Step S600: analyzing the output information, and obtaining real-time risk information according to an analysis result;
specifically, the output information is target risk content corresponding to a target operation data preprocessing result, namely, risk content of real-time operation data of an information system is preset, wherein the target risk content comprises functional risk, stability risk, hardware condition risk, software condition risk, adaptability risk, personnel flow risk, communication risk, super budget risk, system upgrading maintenance risk, network risk and tool risk, one or more target risk contents corresponding to the output information are obtained, and risk degree, risk importance and risk correlation of the target risk content are identified, so that real-time risk information is obtained. Accurate control of real-time risk information is achieved, accurate basis is provided for risk early warning, and the effect of improving the accuracy and efficiency of risk early warning is achieved.
Step S700: and carrying out early warning on the real-time risk information through the risk early warning module.
Specifically, the risk early warning module is used for early warning real-time risk information, classifying each risk content, for example, for functional risks, classifying the risk content into S, A, B grades according to the influence degree of the risk, wherein the grade S is the most serious risk, the early warning grade is the highest, the early warning strength is the highest, measures should be immediately taken when workers receive the risk information, the grade B is the weakest, the workers can slowly handle the risk information according to the situation when receiving the risk information, and classifying other risk contents according to the same principle. And matching corresponding early warning grades according to the grade of the real-time risk information, so as to perform early warning. The centralized alarm and the timely processing are realized, and the effect of timely preventing the threat generated to the safety mechanism of the informatization system is achieved.

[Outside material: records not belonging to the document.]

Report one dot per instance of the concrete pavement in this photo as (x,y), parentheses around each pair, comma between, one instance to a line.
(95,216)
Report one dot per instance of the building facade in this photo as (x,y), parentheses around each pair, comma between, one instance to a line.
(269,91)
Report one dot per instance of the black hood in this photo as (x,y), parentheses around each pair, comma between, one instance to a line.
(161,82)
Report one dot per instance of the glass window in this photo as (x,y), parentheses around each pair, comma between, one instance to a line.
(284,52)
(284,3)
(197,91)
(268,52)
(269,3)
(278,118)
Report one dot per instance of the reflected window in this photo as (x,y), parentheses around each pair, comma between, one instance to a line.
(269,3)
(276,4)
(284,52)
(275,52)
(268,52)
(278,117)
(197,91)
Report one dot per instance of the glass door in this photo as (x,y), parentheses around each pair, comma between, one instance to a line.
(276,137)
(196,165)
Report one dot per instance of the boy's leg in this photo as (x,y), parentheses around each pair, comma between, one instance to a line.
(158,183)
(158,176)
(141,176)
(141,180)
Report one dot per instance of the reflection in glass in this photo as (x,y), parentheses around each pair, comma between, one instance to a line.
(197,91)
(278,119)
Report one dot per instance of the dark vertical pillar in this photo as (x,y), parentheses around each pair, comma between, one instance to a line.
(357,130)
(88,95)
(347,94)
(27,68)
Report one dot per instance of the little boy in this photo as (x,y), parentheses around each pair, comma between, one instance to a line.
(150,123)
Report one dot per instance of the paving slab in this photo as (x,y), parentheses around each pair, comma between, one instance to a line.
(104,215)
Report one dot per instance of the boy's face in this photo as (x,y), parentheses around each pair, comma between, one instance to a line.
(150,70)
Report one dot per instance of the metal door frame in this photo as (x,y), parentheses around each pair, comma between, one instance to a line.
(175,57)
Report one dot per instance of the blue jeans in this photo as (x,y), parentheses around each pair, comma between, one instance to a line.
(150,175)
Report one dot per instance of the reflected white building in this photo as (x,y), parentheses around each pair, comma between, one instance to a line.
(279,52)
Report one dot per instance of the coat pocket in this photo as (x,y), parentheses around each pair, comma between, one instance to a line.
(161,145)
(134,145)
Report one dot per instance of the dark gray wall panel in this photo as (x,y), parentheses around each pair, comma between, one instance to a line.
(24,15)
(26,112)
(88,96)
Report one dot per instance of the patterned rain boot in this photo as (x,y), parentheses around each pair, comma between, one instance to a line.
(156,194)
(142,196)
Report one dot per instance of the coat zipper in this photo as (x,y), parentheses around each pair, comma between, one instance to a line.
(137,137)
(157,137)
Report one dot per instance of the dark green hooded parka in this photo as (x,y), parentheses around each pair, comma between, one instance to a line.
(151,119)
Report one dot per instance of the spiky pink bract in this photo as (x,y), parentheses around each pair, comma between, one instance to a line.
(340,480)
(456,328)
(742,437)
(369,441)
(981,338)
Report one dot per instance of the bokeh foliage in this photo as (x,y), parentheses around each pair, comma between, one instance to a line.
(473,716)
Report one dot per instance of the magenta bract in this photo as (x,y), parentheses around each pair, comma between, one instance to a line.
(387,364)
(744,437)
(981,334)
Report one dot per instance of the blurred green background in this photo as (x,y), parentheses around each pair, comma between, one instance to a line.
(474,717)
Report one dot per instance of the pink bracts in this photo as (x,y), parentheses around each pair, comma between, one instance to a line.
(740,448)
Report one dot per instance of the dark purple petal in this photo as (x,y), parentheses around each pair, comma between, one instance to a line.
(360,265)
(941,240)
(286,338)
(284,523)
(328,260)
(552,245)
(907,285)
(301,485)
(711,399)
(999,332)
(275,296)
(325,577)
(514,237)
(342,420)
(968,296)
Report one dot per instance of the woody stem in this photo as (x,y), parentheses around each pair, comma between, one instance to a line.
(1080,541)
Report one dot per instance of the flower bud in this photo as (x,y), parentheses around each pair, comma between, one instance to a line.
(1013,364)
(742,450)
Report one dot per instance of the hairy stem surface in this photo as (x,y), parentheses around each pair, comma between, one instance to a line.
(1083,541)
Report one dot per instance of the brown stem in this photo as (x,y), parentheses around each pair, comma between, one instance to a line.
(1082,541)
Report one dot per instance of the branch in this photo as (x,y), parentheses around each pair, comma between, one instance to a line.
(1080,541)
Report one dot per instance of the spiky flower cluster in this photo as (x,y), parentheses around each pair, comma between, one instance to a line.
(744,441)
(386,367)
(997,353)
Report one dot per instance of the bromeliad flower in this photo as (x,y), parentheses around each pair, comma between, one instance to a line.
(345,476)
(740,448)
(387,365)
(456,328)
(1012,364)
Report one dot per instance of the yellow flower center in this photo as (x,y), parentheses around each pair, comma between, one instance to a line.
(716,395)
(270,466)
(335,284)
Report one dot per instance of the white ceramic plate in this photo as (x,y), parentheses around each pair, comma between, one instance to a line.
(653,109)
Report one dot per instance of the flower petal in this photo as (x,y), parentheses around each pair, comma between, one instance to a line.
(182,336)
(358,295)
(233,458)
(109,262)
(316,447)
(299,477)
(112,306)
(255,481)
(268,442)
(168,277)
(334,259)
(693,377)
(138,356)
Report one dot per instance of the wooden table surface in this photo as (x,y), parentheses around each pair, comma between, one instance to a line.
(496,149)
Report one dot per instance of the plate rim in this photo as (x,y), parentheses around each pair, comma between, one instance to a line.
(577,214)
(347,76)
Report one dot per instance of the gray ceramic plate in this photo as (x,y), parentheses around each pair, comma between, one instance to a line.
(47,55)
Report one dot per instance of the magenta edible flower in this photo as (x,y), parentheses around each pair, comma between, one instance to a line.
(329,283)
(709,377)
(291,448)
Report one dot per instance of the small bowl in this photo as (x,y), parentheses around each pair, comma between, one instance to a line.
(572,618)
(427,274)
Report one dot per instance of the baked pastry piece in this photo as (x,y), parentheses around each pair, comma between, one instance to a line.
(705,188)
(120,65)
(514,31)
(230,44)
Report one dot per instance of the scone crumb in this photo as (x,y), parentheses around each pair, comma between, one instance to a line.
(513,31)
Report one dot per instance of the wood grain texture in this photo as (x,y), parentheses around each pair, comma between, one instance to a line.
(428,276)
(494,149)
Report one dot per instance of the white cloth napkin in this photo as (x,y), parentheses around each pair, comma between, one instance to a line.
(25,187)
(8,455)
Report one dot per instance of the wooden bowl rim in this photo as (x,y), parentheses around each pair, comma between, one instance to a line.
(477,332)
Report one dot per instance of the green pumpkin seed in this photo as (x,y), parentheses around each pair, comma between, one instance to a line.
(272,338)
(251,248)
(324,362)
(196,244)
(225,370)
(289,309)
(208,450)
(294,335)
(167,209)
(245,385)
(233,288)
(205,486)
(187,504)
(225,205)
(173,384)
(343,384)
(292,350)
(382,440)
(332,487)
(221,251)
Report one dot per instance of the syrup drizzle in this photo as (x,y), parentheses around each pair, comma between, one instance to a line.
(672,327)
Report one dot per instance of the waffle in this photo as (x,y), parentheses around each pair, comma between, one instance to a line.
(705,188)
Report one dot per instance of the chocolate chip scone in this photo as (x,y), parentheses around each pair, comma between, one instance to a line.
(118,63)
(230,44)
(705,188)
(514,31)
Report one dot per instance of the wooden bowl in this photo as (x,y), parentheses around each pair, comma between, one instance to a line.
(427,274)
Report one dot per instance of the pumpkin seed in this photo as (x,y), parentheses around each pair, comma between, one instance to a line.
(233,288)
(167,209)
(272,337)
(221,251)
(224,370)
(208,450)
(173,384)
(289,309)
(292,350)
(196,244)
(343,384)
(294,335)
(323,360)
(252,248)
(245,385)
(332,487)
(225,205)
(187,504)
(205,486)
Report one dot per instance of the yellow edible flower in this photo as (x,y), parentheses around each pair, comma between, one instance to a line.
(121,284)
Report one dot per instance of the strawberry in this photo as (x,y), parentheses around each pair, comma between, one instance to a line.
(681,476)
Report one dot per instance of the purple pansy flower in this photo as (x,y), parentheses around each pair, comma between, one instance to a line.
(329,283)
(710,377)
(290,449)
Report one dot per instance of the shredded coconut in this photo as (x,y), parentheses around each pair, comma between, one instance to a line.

Further, as shown in fig. 2, step S200 of the present application further includes:
step S210: extracting historical risk records in the historical operation data, and forming a historical risk record set;
step S220: extracting a target historical risk record in the historical risk record set;
step S230: obtaining a preset risk list, and traversing the target historical risk record in the preset risk list to obtain target historical risk content;
step S240: extracting target historical operation data in the target historical risk record, wherein the target historical operation data has a corresponding relation with the target historical risk content;
step S250: constructing a training data set based on the target historical operating data, the target historical risk content and the corresponding relation thereof;
step S260: the training data set is used for training the intelligent early warning model.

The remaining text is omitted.